I've read the FAQ's on updating the hard drive - but I'm seeing conflicting information on what size upgrade I can make to my Tivo HD TCD652160? FAQ suggests 1TB - whereas the Tivo hd XL can accomodate 2TB. I'm thinking I might be getting conflicting information as new and bigger hard drives become available but may not have been at the time of compiling the FAQ.

Anyway - before I buy the wrong thing and blow up my machine (with lifetime service - and 10 months into its warranty), I want to check here and see what size hard drive it can take. 

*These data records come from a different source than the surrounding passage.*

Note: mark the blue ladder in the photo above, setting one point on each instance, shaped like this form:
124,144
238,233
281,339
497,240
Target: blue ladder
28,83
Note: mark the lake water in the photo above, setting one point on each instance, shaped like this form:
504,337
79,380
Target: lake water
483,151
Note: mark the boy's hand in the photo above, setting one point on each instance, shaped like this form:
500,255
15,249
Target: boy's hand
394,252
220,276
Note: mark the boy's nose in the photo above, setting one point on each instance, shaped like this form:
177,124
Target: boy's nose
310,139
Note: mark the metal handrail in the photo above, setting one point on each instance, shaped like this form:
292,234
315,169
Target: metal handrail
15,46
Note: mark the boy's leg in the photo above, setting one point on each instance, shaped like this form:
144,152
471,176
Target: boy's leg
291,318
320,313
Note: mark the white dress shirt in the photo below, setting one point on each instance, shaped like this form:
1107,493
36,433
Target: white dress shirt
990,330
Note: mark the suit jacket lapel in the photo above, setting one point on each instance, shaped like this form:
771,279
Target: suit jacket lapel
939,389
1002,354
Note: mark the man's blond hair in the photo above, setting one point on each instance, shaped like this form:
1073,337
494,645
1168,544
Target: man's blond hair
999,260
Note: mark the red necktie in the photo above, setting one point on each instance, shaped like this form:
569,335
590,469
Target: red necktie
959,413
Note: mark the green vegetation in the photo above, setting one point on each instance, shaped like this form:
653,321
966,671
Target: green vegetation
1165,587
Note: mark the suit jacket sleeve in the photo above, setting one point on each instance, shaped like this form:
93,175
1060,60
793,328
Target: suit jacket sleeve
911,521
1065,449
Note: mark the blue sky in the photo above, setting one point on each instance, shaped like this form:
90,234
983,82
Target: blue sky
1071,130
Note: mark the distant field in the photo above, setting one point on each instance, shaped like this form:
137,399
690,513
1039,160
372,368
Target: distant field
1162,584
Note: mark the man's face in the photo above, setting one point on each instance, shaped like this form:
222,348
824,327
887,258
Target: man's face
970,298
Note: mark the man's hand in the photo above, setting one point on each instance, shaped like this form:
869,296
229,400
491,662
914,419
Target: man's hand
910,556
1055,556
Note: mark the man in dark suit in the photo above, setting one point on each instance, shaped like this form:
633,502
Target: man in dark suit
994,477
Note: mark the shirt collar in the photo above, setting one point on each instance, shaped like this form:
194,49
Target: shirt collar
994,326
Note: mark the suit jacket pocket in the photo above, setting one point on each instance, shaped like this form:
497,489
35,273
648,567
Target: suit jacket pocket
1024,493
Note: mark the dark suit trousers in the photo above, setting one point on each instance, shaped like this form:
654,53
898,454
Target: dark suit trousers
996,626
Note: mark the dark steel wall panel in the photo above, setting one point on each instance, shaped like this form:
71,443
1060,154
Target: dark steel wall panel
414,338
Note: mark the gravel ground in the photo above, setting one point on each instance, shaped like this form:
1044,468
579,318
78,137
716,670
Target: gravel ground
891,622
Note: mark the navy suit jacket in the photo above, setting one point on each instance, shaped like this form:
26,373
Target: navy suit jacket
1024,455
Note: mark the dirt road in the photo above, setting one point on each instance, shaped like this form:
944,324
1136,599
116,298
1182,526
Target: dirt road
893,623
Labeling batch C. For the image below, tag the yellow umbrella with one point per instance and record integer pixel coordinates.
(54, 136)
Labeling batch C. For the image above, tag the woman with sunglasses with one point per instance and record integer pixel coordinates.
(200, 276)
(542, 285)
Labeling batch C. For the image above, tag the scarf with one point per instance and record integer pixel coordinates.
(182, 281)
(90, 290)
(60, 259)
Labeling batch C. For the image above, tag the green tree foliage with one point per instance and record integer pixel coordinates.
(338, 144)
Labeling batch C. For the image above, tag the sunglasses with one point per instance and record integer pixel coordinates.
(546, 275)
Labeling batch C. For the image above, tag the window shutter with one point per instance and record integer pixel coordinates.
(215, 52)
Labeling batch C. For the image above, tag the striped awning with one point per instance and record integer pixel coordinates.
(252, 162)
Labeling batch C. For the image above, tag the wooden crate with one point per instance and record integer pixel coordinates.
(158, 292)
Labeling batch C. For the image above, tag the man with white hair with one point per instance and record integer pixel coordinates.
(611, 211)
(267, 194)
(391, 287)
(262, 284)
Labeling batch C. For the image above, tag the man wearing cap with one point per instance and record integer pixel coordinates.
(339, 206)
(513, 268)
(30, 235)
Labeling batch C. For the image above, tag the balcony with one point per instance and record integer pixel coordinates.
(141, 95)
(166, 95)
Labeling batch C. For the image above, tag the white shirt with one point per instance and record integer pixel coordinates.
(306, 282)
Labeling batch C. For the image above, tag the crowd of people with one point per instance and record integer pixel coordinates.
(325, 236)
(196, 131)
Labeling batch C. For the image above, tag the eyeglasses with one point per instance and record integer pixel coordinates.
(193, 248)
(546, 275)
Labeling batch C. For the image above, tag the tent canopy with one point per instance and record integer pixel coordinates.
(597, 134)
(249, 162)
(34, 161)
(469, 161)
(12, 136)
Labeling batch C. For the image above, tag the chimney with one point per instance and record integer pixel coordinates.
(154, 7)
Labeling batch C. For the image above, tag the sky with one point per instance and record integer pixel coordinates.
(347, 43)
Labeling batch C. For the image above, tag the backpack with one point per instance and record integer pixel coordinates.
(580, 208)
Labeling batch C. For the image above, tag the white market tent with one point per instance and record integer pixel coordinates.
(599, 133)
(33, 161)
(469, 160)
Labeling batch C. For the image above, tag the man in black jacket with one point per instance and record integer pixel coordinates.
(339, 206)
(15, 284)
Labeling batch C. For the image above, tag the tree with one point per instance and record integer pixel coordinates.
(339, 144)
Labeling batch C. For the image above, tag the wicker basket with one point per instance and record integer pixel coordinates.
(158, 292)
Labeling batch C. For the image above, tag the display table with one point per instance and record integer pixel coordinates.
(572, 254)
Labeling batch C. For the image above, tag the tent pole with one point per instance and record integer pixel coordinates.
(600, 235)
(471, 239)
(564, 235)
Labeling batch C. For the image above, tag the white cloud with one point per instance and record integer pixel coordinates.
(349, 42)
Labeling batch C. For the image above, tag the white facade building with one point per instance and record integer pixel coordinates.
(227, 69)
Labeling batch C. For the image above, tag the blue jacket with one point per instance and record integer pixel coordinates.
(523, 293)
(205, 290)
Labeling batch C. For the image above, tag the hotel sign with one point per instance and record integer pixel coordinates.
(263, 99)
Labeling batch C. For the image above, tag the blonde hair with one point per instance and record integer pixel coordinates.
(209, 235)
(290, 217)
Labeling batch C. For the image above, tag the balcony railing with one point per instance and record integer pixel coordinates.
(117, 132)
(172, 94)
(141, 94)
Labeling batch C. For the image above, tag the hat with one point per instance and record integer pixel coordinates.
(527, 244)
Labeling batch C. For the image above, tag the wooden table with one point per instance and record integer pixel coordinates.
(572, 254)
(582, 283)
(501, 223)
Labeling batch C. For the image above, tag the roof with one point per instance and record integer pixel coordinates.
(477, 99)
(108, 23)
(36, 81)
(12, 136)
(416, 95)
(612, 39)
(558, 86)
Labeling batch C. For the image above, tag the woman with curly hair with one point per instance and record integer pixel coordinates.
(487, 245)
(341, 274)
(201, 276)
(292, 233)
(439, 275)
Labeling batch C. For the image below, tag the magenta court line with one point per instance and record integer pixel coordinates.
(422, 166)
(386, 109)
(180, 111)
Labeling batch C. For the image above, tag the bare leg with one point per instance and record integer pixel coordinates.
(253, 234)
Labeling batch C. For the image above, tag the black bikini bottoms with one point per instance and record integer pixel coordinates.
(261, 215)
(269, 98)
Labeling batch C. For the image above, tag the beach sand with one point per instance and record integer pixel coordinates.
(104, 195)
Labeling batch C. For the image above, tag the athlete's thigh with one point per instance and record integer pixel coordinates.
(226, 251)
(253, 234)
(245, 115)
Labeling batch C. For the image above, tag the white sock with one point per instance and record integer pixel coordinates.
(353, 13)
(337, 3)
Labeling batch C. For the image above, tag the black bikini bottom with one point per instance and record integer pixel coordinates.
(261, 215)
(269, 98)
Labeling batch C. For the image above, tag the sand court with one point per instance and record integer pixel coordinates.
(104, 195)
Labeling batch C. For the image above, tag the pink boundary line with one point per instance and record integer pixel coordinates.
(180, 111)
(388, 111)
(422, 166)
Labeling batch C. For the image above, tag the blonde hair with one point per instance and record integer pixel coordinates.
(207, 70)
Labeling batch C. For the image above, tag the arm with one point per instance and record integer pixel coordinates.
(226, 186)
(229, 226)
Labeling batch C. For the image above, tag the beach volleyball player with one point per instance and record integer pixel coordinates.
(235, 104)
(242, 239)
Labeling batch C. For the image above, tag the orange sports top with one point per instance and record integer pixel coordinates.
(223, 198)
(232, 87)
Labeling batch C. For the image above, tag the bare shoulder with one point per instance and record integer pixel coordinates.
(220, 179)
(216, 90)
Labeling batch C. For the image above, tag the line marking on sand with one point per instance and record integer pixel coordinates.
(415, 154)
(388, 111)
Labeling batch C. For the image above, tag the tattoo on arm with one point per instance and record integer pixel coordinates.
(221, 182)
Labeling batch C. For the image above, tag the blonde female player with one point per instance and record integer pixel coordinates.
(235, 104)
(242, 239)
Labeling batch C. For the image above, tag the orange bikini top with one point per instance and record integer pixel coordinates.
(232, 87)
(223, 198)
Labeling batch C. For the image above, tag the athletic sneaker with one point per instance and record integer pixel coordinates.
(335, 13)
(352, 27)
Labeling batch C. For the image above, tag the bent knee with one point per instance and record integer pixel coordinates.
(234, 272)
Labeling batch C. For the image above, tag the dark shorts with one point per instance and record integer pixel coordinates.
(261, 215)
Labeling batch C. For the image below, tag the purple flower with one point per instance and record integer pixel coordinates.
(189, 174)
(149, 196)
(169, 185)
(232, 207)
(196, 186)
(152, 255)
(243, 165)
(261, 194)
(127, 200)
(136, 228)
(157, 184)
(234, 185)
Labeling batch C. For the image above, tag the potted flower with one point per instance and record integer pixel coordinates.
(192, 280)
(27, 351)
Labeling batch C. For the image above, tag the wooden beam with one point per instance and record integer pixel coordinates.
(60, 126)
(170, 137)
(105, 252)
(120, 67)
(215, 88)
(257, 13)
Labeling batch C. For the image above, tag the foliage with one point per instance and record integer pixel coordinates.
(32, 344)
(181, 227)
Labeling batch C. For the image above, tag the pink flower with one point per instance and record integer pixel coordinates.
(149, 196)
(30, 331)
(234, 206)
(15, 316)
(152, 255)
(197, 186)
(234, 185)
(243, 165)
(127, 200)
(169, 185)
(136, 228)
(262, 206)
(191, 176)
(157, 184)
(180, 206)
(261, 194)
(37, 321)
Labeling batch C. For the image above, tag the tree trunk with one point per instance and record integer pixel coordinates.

And is it Kosher to talk here about specific sellers of these drives? 

Thank you.
Lynn.


----------



## richsadams (Jan 4, 2003)

Welcome to the forum. Comparing the TiVo HD and the HDXL is apples and oranges when it comes to upgrades. If you go back and read the upgrade FAQ (linked under my sig) you'll see that the TiVo HD's maximum useable capacity is 1.26 TB's of a 1.5TB or 2TB hard drive. (The most common upgrade is still 1TB) The TiVo HDXL can utilize a full 2TB hard drive. Details are in Section III, #16. So no conflicting information. It's all there and the post was updated about five days ago.

All of the recommended hard drives are listed by manufacturer on the FAQ. At any one time some sellers are less expensive than others. A quick Google search will usually turn up the lowest price and it's generally between buy.com and newegg.com but some others are competitive once in a while as well. For instance the recommended Western Digital 1TB WD10EVCS is under $100 incl. shipping from buy.com at the moment.

If you have any more questions you'll probably get a faster response by posting on the dedicated sticky thread (again, linked below my sig).

Happy upgrading!


----------



## lynnalexandra (Apr 27, 2009)

Thanks. I don't see a link below your signature. I see something that says "Upgrading?" - but it's just the typed word - not a clickable link. I do have follow-up questions, but I want to post them in the right place. Thanks. Lynn.


----------



## richsadams (Jan 4, 2003)

lynnalexandra said:


> Thanks. I don't see a link below your signature. I see something that says "Upgrading?" - but it's just the typed word - not a clickable link. I do have follow-up questions, but I want to post them in the right place. Thanks. Lynn.


Apologies. I forgot that until visitors have 10 or more posts they aren't able to see links or images. You've probably already found it, but if not it's the first sticky thread under the TiVo Series3 HDTV DVR Forum page titled "Drive Expansion and Drive Upgrade FAQ".


----------